Parvez Ahmad Nengroo is a Kashmiri politician who was born in 1964 at Kaprin, a village in South Kashmir's Shopian district. Parvez Ahmad was chairman and CEO of Jammu and Kashmir Bank. He was removed by the state government on the charges of "mis-governance". He is the second chairman and CEO of J&K Bank, after Haseeb A Drabu, to be suddenly removed by the J&K state government. On 23 September 2021, Nengroo joined the Jammu and Kashmir People's Conference

== Early life ==
He was born in 1964 at Kaprin, a village in South Kashmir. He became Executive President of J&K Bank and the first in-service and second in-house Chairman and CEO of Jammu and Kashmir Bank. He is a qualified Company Secretary and a member of the Institute Of Company Secretaries of India (ICSI). Prior to be appointed as a Company Secretary of J&K Bank in the year 1998, he had worked for various corporate houses in India

==Career==
Parvez Ahmad joined Jammu and Kashmir Bank as the first Company Secretary in 1998 during its maiden public issue.

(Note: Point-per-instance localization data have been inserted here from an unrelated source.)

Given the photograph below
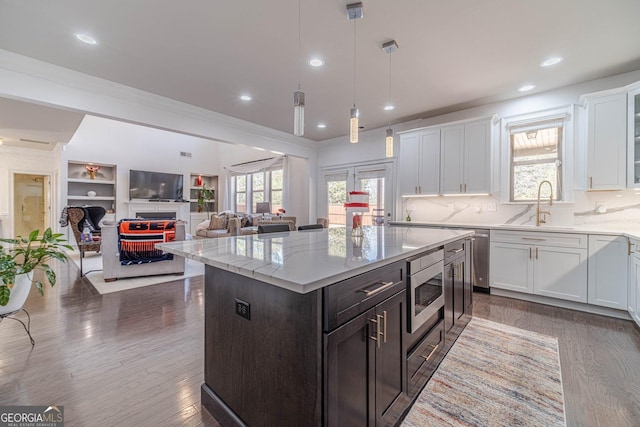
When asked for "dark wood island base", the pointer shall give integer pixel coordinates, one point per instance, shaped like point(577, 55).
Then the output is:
point(339, 355)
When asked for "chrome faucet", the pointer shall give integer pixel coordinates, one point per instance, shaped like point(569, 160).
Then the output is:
point(541, 217)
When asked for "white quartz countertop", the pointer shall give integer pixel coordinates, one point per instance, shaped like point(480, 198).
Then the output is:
point(303, 261)
point(631, 230)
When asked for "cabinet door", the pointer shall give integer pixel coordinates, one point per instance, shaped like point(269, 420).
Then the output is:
point(451, 173)
point(477, 157)
point(408, 163)
point(511, 267)
point(429, 169)
point(608, 271)
point(390, 381)
point(634, 287)
point(607, 142)
point(350, 372)
point(448, 290)
point(560, 273)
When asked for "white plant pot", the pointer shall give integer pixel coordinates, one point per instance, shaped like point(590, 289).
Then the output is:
point(19, 294)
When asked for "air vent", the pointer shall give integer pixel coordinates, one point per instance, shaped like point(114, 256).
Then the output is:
point(35, 141)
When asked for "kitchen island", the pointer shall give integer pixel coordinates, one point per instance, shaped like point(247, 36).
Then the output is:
point(308, 328)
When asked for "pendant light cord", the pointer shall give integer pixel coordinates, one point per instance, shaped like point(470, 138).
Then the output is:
point(354, 63)
point(299, 45)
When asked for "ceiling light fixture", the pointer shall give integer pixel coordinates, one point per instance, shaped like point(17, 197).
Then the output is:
point(389, 47)
point(526, 88)
point(86, 38)
point(298, 96)
point(552, 61)
point(354, 12)
point(316, 62)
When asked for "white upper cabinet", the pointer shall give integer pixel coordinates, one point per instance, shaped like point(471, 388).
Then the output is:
point(606, 141)
point(419, 162)
point(633, 135)
point(466, 158)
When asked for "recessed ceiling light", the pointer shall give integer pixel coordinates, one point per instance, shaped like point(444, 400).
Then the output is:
point(527, 88)
point(86, 38)
point(552, 61)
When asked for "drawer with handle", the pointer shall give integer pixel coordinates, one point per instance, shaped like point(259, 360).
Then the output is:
point(566, 240)
point(347, 299)
point(422, 361)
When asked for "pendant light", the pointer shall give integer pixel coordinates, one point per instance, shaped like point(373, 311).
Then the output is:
point(389, 47)
point(354, 11)
point(298, 96)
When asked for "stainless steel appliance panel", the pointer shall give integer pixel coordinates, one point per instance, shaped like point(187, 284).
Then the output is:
point(480, 259)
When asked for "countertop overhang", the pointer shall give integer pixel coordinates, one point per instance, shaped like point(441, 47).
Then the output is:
point(630, 230)
point(304, 261)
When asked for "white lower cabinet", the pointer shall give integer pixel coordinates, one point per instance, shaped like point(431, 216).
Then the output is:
point(548, 264)
point(608, 271)
point(633, 295)
point(511, 267)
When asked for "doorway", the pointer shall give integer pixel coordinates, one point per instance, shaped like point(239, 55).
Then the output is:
point(31, 203)
point(372, 178)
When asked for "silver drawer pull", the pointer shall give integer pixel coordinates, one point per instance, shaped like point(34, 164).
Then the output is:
point(435, 347)
point(385, 285)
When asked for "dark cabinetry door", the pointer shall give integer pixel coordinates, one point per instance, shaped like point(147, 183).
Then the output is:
point(365, 373)
point(390, 358)
point(457, 287)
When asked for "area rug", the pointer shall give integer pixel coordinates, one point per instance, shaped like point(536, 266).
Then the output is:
point(494, 375)
point(92, 266)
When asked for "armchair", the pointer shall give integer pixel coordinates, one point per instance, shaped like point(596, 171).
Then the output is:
point(91, 215)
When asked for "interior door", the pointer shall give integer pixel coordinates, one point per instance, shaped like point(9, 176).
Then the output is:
point(31, 203)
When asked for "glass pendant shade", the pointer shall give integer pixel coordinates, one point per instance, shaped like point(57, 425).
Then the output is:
point(389, 142)
point(298, 113)
point(353, 126)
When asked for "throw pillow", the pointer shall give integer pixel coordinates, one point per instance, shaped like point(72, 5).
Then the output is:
point(217, 223)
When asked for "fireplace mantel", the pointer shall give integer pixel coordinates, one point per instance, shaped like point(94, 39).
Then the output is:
point(181, 209)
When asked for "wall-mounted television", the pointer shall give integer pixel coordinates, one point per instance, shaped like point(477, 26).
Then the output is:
point(147, 185)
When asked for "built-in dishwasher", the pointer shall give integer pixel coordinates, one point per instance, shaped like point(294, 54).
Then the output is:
point(480, 260)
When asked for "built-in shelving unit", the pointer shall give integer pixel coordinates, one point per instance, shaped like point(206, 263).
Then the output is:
point(195, 184)
point(80, 185)
point(196, 181)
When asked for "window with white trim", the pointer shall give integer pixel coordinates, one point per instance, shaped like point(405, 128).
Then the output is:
point(536, 156)
point(538, 147)
point(262, 186)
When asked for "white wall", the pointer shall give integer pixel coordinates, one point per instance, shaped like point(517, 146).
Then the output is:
point(622, 206)
point(16, 160)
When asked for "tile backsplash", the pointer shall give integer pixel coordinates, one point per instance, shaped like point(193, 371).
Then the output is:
point(596, 207)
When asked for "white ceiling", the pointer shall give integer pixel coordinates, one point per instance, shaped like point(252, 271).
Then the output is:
point(34, 126)
point(453, 54)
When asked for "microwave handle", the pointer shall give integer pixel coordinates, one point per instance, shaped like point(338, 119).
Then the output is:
point(385, 285)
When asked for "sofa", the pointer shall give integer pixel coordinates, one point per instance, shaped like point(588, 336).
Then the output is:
point(225, 224)
point(114, 270)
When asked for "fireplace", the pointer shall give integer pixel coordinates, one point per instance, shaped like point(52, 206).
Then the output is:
point(158, 210)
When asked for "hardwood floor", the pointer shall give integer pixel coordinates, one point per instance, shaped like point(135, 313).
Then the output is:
point(135, 358)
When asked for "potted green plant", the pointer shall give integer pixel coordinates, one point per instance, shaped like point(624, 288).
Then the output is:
point(204, 196)
point(24, 255)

He held various senior important positions in the bank as a part of Corporate Management team. He joined J&K bank as a scale III officer in the year 1998 and served in the J&K Bank for nearly two decades. He was the senior Executive President before rising to the rank of chairman and CEO. He was removed as chairman and also as a director (government nominee) of J&K Bank On 8 June 2019 by government of J&K state when the state was under presidential/Governor rule. As there is no direct provision for removal of Chairman under Companies Act, 2013/ Banking Regulation Act, 1949, he was removed as a government nominee director consequent upon which he ceased to be the Chairman of J&K bank. The way in which the removal was done was condemned by the J&K Bank Officers Association in their press release dated 17 June 2019 published in the Greater Kashmir (Local English Newspaper). The J&K Bank Officers Association and Traders' federations, though, supported the attempts by the state government to improve the transparency, accountability, fair recruitment policy and governance in J&K Bank. The anti-corruption bureau of J&K registered an FIR and made several raids including the ones at the corporate office of J&K Bank at Srinagar and at the residence of the ousted Chairman Parvez Ahmed. But, No arrests have been made and the results of the investigations of various appointments made, loans disbursed and One Time Settlements done during Parvez Ahmed's Tenure in J&K Bank and also during prior period are yet to be made public.

Parvez Ahmad served as a Director on the Board of JKB Financial Services Limited.

Parvez Ahmad, BSc, ACS, is a Member of the Institute of Company Secretaries of India (ICSI).